One state prison inmate firefighter tried to escape the flames and ran into a barbed wire fence along Rattlesnake Flats Road. Another inmate cleared the fence on the other side of the road, but his gear snagged the barbed wire and he tumbled face-down. Flames ignited his hair, beard and mustache and burned his face and neck. A fire captain nearby was also seriously burned.
Those close calls with death were detailed in a report Thursday by the California Department of Forestry and Fire Protection on five serious firefighter injuries that also described harrowing conditions firefighters faced in the so-called Camp Fire that broke out Nov. 8, decimating the town of Paradise, killing at least 86 people and destroying 14,000 homes.
Although the firefighters were seriously injured, they were lucky they weren’t hurt worse, said Scott McLean, a spokesman for CalFire.
“We had several angels over us that day,” McLean said.
Conditions leading into the fire were exceptionally dry. Typically autumn rains would have fallen by that time of year, but less than an inch (2.5 centimeters) of rain had fallen in seven months.
The blaze started around 6:30 a.m. and spread at “incredible speed,” consuming 7 square miles (18 square kilometers) an hour at one point, the report said. Driven by wind gusts up to 35 mph (56 kph), it marched 15 miles (24 kilometers) in 12 hours with spot fires blowing a mile (1.6 kilometers) ahead of fire lines.
Although fire ripped through the area 10 years earlier, when flames jumped the west fork of the Feather River it entered dense forest that had not burned in recorded history. Treetops were close together and heavy manzanita and oaks below were ripe for burning.

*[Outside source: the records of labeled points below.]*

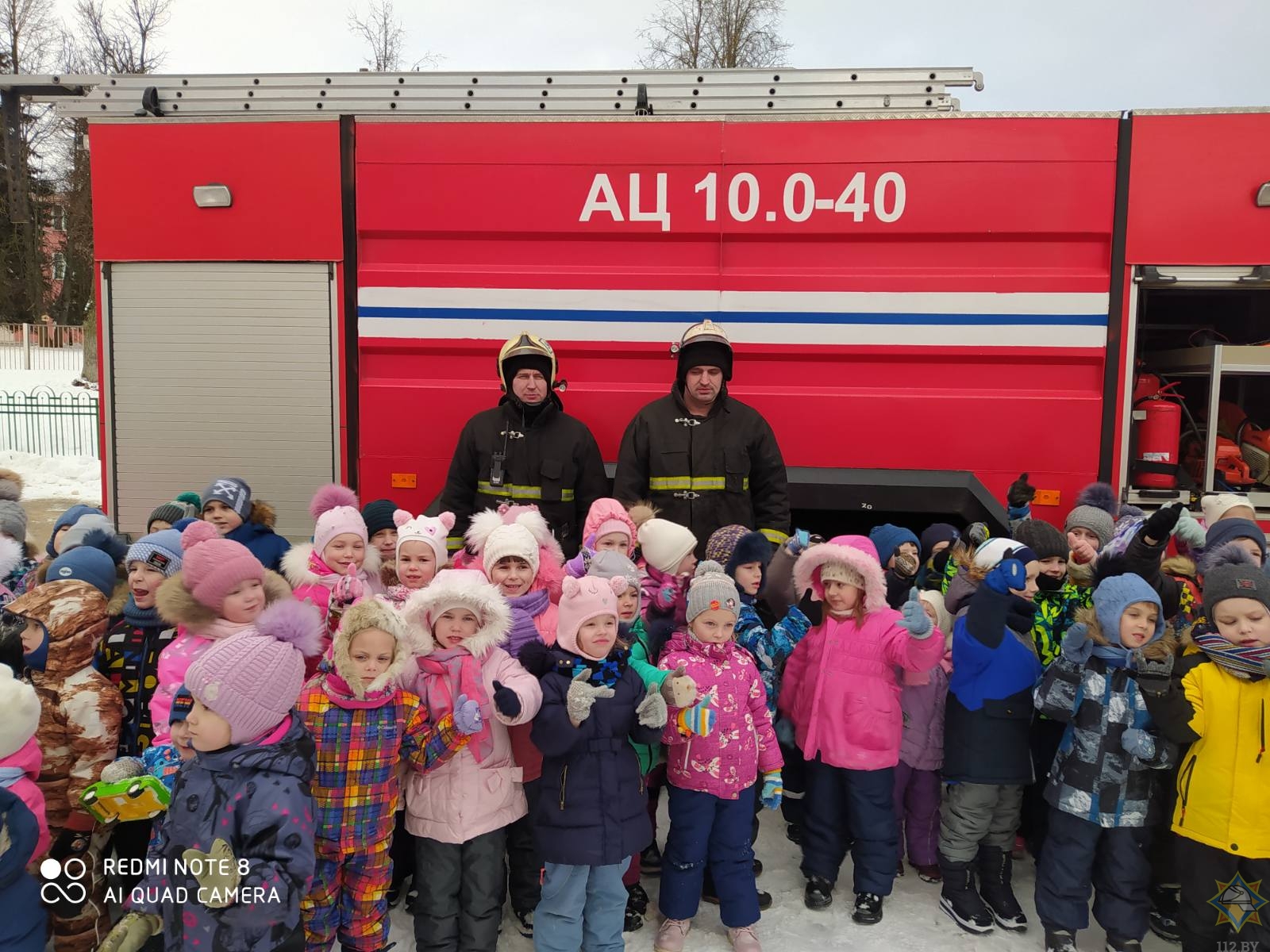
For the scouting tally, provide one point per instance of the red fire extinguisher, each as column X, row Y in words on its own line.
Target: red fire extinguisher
column 1159, row 416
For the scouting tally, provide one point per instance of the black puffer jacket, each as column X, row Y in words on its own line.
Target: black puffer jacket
column 592, row 804
column 550, row 460
column 705, row 473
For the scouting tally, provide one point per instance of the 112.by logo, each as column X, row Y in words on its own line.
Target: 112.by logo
column 64, row 890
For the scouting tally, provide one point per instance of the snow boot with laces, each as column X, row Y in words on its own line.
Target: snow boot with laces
column 960, row 900
column 745, row 939
column 996, row 869
column 670, row 937
column 868, row 911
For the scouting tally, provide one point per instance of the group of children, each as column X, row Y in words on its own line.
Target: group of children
column 501, row 723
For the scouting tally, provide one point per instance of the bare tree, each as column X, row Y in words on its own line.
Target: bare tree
column 118, row 40
column 702, row 35
column 385, row 38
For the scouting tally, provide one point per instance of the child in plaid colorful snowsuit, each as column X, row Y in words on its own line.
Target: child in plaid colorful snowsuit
column 364, row 725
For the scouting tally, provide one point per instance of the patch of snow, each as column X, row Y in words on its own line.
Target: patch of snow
column 56, row 476
column 912, row 919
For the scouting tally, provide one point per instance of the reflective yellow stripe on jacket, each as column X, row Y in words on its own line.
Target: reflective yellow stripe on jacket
column 510, row 492
column 698, row 484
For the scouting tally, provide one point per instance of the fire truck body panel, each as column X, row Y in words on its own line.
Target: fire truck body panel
column 926, row 342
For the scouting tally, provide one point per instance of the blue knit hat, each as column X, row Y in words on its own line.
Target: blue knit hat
column 159, row 550
column 84, row 564
column 1115, row 594
column 887, row 539
column 67, row 520
column 1230, row 530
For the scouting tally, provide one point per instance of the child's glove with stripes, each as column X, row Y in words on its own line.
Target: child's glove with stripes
column 700, row 719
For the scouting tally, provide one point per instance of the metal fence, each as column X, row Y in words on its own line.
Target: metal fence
column 41, row 347
column 48, row 423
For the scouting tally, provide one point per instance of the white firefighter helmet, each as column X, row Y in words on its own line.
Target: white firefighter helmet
column 524, row 351
column 704, row 344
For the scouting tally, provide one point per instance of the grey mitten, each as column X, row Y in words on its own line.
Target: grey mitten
column 582, row 696
column 652, row 711
column 1153, row 673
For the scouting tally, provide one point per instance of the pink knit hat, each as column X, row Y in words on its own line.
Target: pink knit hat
column 211, row 566
column 253, row 679
column 581, row 601
column 334, row 507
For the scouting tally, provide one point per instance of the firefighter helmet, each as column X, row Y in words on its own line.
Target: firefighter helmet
column 704, row 344
column 526, row 351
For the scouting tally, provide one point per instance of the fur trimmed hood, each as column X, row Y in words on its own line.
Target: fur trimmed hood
column 857, row 552
column 371, row 613
column 295, row 565
column 177, row 603
column 454, row 588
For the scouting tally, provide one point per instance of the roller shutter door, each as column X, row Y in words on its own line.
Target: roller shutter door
column 220, row 370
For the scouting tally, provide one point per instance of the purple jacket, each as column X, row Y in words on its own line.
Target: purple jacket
column 256, row 797
column 921, row 746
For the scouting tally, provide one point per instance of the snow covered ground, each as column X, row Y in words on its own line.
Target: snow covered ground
column 912, row 920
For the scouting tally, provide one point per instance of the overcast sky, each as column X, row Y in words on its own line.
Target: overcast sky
column 1034, row 55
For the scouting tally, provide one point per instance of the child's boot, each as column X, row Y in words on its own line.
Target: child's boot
column 959, row 899
column 670, row 937
column 745, row 939
column 996, row 869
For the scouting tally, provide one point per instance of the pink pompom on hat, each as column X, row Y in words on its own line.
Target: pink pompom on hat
column 581, row 601
column 213, row 566
column 423, row 528
column 253, row 679
column 334, row 507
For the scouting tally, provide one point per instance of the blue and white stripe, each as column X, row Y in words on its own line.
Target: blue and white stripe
column 933, row 319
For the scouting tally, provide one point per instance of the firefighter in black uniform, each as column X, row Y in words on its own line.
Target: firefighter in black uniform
column 704, row 459
column 526, row 450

By the time it hit Paradise, it was an “urban firestorm” spreading among buildings in a manner the report compared to the allied bombings that razed the city of Hamburg, Germany in World War II and killed tens of thousands of people.
Before dawn the following morning, two firefighters preparing to protect homes near Magalia were struck and injured by shrapnel when a 250-gallon (946-liter) propane tank exploded.

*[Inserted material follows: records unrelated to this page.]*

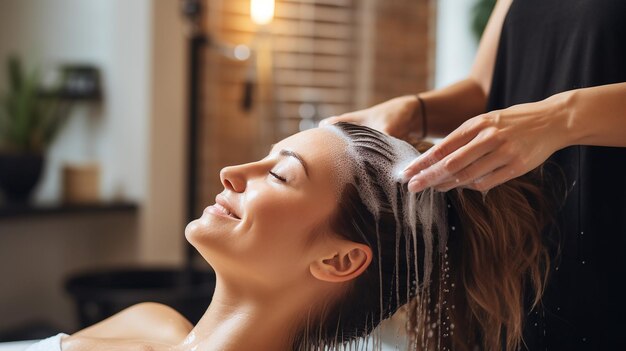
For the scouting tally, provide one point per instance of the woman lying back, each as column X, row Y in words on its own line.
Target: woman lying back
column 317, row 243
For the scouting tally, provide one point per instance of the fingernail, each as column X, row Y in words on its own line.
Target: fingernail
column 416, row 185
column 404, row 176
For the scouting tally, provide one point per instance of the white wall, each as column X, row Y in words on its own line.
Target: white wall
column 115, row 36
column 37, row 253
column 456, row 45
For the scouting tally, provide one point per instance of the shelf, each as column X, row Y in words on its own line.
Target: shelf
column 54, row 209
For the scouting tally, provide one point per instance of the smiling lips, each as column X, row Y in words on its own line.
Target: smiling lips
column 222, row 208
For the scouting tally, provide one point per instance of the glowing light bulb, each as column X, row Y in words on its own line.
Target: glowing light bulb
column 262, row 11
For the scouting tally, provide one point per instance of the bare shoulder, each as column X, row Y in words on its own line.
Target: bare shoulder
column 145, row 321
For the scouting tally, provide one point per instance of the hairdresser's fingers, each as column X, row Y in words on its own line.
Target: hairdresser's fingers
column 455, row 140
column 455, row 164
column 352, row 117
column 483, row 166
column 495, row 178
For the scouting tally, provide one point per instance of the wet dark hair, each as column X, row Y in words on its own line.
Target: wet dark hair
column 499, row 253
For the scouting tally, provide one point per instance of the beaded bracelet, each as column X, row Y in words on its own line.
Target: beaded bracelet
column 423, row 111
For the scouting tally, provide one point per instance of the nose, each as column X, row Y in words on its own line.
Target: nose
column 233, row 178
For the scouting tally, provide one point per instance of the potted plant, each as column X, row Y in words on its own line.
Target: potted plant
column 29, row 121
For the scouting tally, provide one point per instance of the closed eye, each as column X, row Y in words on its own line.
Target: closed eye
column 282, row 179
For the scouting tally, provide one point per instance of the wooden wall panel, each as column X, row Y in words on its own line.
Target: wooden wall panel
column 307, row 60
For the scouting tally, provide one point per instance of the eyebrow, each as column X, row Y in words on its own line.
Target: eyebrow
column 289, row 153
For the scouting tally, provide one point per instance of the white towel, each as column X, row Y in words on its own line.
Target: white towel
column 52, row 343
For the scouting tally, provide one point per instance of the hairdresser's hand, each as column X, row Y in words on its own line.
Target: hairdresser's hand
column 398, row 117
column 493, row 148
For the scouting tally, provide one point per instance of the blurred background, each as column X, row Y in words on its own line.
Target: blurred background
column 116, row 117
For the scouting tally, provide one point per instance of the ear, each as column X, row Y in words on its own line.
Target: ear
column 346, row 262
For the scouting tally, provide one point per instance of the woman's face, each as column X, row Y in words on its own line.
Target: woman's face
column 270, row 222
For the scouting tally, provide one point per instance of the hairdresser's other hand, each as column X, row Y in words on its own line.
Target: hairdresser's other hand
column 398, row 117
column 493, row 148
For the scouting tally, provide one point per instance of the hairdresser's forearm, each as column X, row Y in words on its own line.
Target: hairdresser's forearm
column 449, row 107
column 595, row 116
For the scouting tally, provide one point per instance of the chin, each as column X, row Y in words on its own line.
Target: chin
column 195, row 230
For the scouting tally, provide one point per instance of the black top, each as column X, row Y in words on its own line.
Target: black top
column 546, row 47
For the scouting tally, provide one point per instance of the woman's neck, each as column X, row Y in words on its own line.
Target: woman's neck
column 236, row 322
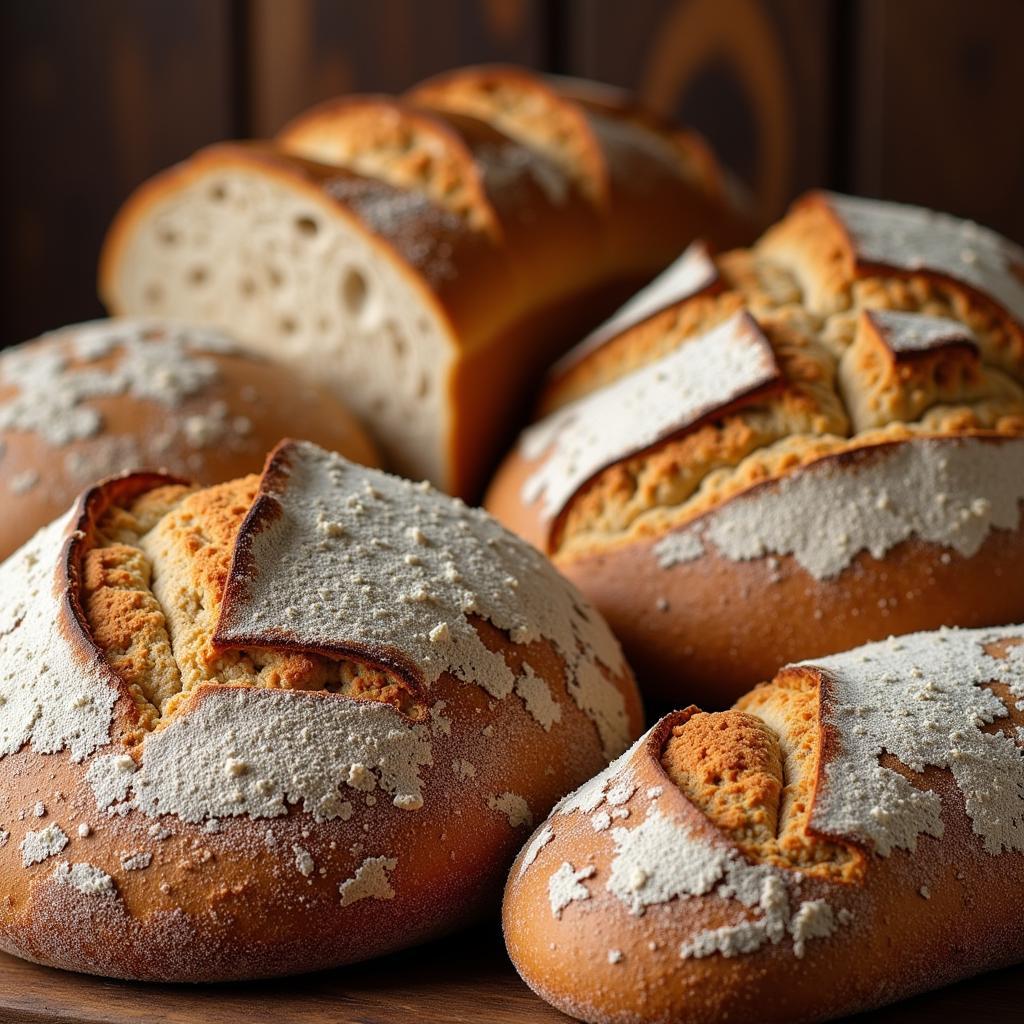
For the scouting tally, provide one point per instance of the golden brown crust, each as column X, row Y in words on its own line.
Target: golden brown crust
column 873, row 356
column 896, row 923
column 516, row 243
column 193, row 891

One firefighter was struck with embers and pieces of a fence and was disoriented as he was knocked to one knee. A fire captain was hit with burning sticks, pine cones and molten aluminum.
Those two and the men overcome the day before on Rattlesnake Flat Road were all taken to hospital burn centers for treatment, McLean said.
The worst of the injured, the captain overrun in the backfire operation, was just released from a hospital a little more than a week ago.